La vettura era completamente nuova, infatti il pianale venne ridisegnato da zero e verrà usato anche in altre vetture. Anche i motori non facevano più parte della ormai vecchia serie X, ma ne vennero utilizzati della serie T. Nel 1999 arrivò la versione più attesa: la GTi. Ma non era la sola; infatti fu affiancata da una versione chiamata GT. Entrambe montavano lo stesso motore da 2.0L aspirato della famiglia EW, che produceva 136 cavalli sulle ruote anteriori. Lo schema sospensivo riprendeva quello della 306, opportunamente modificato per alloggiare nel nuovo chassis. La differenza tra le due auto consiste nell’estetica. Infatti la GT monta cerchi più grandi e paraurti più prominenti rispetto alla sorella GTi.

Poco tempo dopo, nel 2003, venne effettuato un restyling della vettura.  A tal proposito venne lanciata una nuova versione che avrebbe preso il posto di modello top di gamma. La 206 RC montava sempre il 2.0L aspirato, ma erogava ben 177 cavalli, in modo da essere competitiva verso le dirette rivali, come la Clio 2.0 RS. Sotto la scocca tuttavia era esattamente identica alla GT  e GTi.

La versione da rally venne però derivata dalla GT; infatti il regolamento WRC imponeva una lunghezza minima della vettura di 4 metri. La 206 ne misurava solo 3,82. Per questo motivo vennero montati paraurti più grandi e prominenti, per poter permettere alla 206 di essere utilizzata come base di partenza. Il motore era naturalmente un 2.0L (come regolamento imponeva), che sviluppava una potenza di 300 cavalli. L’aspirazione non era più naturale, ma bensì indotta da un turbocompressore Garrett e poi successivamente da un Allied Signal TR30R. L’alimentazione era regolata da un sistema di iniezione elettronica Magneti Marelli. Al retrotreno venne tolto il ponte rigido con barra di torsione, per far posto ad un MacPherson con ammortizzatori a gas, così come all’anteriore.
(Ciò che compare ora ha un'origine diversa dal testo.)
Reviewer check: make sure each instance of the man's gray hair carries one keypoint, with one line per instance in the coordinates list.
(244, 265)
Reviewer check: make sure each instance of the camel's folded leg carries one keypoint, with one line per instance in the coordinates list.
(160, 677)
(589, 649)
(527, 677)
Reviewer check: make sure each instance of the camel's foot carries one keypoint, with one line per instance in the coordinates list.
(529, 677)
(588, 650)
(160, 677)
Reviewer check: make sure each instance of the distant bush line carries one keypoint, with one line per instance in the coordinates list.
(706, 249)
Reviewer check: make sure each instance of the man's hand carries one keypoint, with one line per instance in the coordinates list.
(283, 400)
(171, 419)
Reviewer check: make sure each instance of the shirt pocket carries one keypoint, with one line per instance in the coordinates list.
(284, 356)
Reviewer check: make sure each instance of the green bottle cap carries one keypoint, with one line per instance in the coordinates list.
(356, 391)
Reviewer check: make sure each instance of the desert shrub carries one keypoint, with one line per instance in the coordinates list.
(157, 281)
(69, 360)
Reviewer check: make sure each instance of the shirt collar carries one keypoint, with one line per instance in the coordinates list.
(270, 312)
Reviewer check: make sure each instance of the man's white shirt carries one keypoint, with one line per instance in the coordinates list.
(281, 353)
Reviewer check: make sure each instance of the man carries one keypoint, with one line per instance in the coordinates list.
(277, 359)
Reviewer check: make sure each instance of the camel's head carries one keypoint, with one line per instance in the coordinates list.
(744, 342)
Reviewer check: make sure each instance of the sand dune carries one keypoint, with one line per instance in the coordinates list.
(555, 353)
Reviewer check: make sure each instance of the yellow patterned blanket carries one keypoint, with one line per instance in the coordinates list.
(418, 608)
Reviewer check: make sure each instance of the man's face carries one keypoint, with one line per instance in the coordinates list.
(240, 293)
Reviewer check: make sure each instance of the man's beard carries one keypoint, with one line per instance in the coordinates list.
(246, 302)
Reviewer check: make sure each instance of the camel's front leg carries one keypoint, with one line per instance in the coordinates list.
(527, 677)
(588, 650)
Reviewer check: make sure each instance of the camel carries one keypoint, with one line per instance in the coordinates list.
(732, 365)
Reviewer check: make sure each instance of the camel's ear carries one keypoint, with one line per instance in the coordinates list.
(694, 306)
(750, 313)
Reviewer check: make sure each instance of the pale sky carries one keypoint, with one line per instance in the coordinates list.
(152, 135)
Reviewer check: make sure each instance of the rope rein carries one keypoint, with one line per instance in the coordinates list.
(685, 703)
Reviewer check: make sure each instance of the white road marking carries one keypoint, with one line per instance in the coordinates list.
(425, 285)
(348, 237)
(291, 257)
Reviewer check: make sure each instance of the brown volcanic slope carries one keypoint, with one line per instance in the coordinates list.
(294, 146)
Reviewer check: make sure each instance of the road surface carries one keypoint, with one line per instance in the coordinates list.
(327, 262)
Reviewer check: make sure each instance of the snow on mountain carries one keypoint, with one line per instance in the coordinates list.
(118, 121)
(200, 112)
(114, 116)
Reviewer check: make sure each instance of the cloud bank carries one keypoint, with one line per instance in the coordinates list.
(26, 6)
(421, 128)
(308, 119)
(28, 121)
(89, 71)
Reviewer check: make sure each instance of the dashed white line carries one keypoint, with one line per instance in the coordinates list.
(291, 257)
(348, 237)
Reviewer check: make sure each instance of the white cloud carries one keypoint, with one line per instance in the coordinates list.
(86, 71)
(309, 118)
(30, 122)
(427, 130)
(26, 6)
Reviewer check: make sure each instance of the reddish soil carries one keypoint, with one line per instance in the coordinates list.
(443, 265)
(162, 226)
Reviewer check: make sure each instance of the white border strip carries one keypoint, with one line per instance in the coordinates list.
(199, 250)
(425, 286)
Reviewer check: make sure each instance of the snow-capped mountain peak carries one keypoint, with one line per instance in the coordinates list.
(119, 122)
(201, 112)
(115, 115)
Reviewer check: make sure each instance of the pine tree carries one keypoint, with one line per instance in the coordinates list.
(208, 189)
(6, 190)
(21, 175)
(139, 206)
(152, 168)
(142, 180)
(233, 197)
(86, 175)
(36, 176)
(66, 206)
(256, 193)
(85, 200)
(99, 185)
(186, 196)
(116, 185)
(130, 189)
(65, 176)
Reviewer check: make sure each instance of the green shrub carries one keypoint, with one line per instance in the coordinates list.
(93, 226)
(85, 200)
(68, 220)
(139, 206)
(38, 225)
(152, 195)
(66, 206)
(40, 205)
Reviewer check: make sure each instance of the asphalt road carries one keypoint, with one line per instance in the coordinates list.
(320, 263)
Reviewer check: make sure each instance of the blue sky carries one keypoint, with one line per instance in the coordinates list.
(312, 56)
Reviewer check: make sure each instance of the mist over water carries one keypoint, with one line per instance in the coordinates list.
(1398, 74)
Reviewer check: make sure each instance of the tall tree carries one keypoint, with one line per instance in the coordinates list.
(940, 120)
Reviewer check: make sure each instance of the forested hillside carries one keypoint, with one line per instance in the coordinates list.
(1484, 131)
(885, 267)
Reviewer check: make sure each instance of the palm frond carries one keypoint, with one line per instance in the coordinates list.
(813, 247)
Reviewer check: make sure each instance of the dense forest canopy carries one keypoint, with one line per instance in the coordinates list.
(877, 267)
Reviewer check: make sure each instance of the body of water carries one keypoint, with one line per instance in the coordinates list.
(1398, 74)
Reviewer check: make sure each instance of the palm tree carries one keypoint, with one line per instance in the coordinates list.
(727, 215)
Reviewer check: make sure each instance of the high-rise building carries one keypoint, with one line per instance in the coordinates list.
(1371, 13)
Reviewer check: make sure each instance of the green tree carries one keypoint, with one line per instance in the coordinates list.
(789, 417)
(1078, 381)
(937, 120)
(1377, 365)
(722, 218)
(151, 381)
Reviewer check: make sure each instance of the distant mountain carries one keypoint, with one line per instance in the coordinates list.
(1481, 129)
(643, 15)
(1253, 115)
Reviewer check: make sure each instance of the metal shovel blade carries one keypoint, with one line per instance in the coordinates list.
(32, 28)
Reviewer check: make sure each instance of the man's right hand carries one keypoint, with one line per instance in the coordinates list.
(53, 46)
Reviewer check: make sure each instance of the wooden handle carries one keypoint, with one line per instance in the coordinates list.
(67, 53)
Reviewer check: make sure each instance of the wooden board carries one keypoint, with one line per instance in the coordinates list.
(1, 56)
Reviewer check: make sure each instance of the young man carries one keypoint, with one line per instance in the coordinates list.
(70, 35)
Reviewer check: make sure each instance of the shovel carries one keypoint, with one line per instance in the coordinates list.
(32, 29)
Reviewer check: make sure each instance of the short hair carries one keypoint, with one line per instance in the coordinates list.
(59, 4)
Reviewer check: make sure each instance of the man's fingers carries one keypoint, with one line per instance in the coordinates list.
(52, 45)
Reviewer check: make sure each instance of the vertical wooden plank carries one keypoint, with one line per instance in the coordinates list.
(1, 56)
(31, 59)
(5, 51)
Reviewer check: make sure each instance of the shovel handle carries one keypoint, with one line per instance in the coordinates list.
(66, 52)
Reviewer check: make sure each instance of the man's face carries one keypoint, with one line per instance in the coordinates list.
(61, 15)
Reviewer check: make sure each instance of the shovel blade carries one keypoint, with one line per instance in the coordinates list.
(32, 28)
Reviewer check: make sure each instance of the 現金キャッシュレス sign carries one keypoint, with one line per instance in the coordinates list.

La particolarità risiede nelle barre antirollio, che potevano essere regolate elettronicamente in base al tipo di fondo.  La trazione integrale era gestita da tre differenziali comandati elettronicamente, con una distribuzione della coppia del 50/50. I freni naturalmente variavano a seconda del fondo: per asfalto venivano usati dischi da 355 millimetri, abbinati a pinze con sei pistoncini, per l’anteriore e dischi leggermente più piccoli con pinze con due pistoncini in meno.

Sul sedile di questa velocissima vettura vediamo Francois Delecour, Gilles Panizzi (proveniente dalla 306) e il finlandese Marcus Gronholm.

Così come Renault, tutt’oggi vediamo Peugeot impegnata in campionati minori, come quello Italiano, R2 e R3. Sicuramente sarebbe un sogno rivivere le emozioni provate nel vedere quel missile argentato sfrecciare per le prove speciali del mondo…ma visto il ritorno di Toyota dopo diciassette lunghi anni, perché no, sperare non costa nulla.